Sunday, December 09, 2012

John Crowley, The Deep (1975)

Okay, so now you're surely not wondering what ever happened to the notion that I was going to read Crowley's early novels, but I feel I owe it to you to clarify.  I definitely intend to return to Crowley one of these days, but here's the thing: I read this, his first novel.  And, er, it pains me to say it, but it was reeeeaaaally bad, and it sort of put me off the guy for the time being.  For the time being, dammit!  Little, Big remains one of the best novels ever.  Let's be clear about that.

So The Deep is about this really boring, impenetrable conflict between two factions, known as the "Blacks" and "Reds," and the ultimate explanation for why they have these allegorical names is probably the only sorta-kinda interesting thing in the novel.  Then there's this gender-less being who comes down out of the sky, known variously as Visitor, Secretary, and Recorder.

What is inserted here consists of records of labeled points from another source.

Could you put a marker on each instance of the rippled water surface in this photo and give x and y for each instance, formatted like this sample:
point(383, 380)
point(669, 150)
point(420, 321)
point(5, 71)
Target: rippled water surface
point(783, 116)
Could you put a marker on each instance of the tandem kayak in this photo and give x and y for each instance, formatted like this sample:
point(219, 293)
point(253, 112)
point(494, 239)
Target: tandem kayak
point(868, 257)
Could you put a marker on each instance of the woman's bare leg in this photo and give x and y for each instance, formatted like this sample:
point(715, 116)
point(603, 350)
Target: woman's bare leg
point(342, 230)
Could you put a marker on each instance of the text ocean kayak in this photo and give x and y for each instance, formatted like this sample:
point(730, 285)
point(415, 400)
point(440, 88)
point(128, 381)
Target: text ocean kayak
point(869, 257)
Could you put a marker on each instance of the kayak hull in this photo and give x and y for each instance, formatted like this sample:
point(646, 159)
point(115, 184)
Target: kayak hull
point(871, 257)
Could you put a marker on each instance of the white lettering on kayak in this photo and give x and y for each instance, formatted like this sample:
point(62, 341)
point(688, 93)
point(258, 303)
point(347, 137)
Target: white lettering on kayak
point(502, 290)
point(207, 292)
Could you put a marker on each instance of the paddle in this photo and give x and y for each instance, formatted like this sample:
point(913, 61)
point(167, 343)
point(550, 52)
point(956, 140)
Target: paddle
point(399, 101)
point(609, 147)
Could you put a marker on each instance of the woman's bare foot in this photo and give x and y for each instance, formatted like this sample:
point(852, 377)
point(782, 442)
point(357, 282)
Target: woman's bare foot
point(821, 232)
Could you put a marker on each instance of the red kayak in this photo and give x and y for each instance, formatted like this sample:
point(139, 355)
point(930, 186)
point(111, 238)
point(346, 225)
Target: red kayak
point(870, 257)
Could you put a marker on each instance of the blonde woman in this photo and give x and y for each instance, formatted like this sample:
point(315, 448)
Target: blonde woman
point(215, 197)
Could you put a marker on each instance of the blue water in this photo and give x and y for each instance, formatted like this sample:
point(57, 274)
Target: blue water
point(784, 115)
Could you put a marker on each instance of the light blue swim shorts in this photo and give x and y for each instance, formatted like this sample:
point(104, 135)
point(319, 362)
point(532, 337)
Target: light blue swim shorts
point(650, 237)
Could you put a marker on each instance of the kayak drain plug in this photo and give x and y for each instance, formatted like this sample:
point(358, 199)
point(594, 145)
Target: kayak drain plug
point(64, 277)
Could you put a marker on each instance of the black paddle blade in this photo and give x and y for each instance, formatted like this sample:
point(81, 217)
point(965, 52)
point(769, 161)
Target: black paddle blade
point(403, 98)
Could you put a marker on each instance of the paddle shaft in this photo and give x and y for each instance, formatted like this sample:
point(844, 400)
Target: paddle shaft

There aren't that many Blacks, and they're not the focus of the novel.  The focus is the Reds, and the thing is, it is apparent that we're meant to somehow care about these individual people and all their machinations and whatnot.  But the conflict is so muddled, and they're all so interchangeable, that it's just excruciating to read.  And it sure as fuck doesn't help that they all have to have "red" in their name.  Look: here's a list of them, from a "Principal Characters" page that opens the book:

Red Senlin
Red Senlin's son (later King)
Senred, Red Senlin's younger son
Redhand
Old Redhand, his father
Younger Redhand, his brother
Caredd, his wife
Mother Caredd
Fauconred
Learned Redhand

GOOD LORD.  These people are always having conversations that are meant to be portentous, but it's all totally lost on the reader.  I can only equate the excruciating boredom I experienced with reading this book to that of To the Lighthouse.  Now, you could of course just accuse me of being a lazy reader, and it's true that I'm fairly certain that the plot isn't literally impenetrable.  But there's just no incentive to want to make sense of it all.  I think my difficult-book-appreciation bona fides are well-established, but this shit just loses me.  It's a short novel (one six six pages), but it took me far too long to read because every ounce of my being was shouting STOP.  Only misguided completionism made me persevere, and then I put off writing this for a good while 'cause I just didn't want to think about it anymore.  I feel sort of bad about hating a book so much by an author I like so much, but the truth must be known.